Randomised placebo-controlled trial of outpatient (at home) cervical ripening with isosorbide mononitrate (IMN) prior to induction of labour--clinical trial with analyses of efficacy and acceptability. The IMOP study.

OBJECTIVE

To determine whether isosorbide mononitrate (IMN), self-administered vaginally by women at home, improves the process of induction of labour.

DESIGN

Randomised double blind placebo-controlled trial.

SETTING

Large UK maternity hospital.

POPULATION OR SAMPLE

Nulliparous women with a singleton pregnancy, cephalic presentation > or = 37 weeks gestation, requiring cervical ripening prior to induction of labour.

METHODS

IMN (n = 177) or placebo (n = 173) self-administered vaginally at home at 48, 32 and 16 hours prior to the scheduled time of admission for induction.

MAIN OUTCOME MEASURES

Admission to delivery interval and women's experience of induction of labour.

RESULTS

IMN did not shorten the admission to delivery interval as compared with placebo [mean difference of -1.6 hours (95% CI -5.1,1.9, P = 0.37)], despite being more effective than placebo in inducing a change in Bishop score [mean difference of 0.65 (95% CI 0.14,1.17, P = 0.013)]. While both groups found the overall experience of home treatment to be positive, (mean score of 3.8/10 +/- 2.3/10 for the IMN group, where 1 = extremely good and 10 = not at all good) women in the placebo group found it marginally more positive than those in the IMN group (just over half a unit on a 10-point scale, P = 0.043).
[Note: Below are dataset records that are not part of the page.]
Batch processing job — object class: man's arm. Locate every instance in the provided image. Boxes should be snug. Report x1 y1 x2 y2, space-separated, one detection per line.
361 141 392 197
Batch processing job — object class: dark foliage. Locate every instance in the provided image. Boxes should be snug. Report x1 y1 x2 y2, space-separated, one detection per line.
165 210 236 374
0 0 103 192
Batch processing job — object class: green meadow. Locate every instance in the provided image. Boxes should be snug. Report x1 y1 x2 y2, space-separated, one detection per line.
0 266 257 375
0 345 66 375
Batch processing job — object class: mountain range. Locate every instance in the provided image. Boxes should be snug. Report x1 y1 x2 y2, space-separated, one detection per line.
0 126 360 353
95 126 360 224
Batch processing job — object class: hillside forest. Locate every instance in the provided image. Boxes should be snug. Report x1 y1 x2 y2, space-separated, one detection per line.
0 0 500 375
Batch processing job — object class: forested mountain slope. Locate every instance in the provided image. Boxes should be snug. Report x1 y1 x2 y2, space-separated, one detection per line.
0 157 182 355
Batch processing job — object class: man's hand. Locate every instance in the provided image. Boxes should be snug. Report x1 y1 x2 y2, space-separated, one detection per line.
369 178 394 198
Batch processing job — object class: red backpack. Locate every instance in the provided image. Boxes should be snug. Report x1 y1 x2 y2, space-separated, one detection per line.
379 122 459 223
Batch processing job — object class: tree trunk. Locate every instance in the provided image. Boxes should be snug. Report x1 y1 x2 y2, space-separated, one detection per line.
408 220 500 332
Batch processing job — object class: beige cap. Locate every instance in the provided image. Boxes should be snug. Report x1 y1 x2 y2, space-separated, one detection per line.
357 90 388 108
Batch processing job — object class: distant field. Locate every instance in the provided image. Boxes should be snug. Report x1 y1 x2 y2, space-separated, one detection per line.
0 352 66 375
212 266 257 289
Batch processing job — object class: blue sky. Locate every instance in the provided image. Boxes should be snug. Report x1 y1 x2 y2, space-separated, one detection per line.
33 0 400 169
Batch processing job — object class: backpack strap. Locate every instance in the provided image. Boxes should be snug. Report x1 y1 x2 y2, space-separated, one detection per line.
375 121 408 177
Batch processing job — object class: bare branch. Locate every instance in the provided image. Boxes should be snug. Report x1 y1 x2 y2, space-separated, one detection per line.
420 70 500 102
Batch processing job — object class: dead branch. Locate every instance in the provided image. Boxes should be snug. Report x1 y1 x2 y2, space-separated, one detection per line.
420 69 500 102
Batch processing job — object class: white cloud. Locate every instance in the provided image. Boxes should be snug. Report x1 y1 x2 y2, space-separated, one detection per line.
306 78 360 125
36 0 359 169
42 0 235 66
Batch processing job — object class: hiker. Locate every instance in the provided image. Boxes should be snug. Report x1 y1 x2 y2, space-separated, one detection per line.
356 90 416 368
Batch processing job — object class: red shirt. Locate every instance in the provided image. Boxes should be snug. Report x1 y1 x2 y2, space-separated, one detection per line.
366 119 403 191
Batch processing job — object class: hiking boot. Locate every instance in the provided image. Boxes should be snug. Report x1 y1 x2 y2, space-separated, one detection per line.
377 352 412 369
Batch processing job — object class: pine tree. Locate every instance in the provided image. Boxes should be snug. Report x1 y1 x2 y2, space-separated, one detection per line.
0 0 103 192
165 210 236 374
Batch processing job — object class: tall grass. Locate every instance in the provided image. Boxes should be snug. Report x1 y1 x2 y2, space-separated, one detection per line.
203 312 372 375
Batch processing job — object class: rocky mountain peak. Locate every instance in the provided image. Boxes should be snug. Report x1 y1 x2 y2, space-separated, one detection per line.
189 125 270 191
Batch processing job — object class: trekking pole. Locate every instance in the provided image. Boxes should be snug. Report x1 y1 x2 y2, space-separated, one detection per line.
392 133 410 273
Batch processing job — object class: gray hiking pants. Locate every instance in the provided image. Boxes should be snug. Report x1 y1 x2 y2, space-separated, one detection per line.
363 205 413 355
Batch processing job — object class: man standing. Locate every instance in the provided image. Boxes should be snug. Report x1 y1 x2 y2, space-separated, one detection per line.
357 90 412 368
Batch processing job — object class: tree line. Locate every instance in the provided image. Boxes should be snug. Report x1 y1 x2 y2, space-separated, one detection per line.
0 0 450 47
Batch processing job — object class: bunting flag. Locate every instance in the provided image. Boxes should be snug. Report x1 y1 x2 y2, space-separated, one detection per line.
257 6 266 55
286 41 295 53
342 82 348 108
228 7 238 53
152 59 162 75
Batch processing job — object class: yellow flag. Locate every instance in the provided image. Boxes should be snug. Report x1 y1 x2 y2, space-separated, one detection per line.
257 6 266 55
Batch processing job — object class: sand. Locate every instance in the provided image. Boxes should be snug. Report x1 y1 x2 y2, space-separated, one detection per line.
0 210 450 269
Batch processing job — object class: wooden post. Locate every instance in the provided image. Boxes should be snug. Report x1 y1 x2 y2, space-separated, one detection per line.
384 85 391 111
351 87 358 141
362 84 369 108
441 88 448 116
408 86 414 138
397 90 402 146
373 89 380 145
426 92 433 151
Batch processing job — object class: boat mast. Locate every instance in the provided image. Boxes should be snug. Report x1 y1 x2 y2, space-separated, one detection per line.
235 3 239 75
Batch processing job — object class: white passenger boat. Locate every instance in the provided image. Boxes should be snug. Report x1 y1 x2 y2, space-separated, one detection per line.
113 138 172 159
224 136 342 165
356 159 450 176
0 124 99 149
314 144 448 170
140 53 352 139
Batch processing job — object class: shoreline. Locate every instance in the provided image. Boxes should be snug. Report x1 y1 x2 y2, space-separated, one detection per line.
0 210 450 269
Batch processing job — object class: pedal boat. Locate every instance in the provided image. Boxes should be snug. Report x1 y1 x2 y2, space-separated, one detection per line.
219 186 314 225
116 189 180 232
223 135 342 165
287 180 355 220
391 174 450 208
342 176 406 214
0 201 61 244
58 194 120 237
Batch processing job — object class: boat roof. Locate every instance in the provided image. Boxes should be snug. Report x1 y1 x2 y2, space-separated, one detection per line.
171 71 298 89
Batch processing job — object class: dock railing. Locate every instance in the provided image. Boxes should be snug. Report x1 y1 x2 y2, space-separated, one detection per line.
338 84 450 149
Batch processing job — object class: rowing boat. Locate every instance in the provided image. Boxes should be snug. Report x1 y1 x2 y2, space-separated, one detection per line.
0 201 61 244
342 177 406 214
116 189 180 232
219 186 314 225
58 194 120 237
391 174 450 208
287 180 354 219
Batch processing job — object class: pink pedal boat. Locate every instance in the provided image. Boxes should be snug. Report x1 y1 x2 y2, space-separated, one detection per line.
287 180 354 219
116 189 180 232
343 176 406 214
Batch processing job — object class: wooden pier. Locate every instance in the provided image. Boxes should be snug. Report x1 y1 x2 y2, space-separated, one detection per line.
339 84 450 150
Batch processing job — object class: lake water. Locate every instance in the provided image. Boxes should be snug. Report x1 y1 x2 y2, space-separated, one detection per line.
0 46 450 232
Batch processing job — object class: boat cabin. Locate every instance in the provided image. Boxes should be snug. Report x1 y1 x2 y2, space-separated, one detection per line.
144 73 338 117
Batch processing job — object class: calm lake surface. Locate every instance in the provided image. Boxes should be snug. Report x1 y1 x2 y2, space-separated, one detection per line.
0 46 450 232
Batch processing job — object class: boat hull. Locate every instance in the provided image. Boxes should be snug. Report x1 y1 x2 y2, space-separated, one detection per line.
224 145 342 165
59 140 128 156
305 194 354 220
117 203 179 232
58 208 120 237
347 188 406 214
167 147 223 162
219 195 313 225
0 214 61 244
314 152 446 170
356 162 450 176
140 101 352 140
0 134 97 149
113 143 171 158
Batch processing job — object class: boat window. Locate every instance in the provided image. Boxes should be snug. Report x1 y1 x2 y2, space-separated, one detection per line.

There were no differences between the groups in the pain or anxiety experienced or willingness to take the treatment in a subsequent pregnancy.

CONCLUSIONS

IMN self-administered vaginally at home does not shorten admission to delivery interval despite a significant effect on cervical ripeness assessed using the Bishop score. However, women report positive views on cervical ripening at home, and the setting deserves further investigation.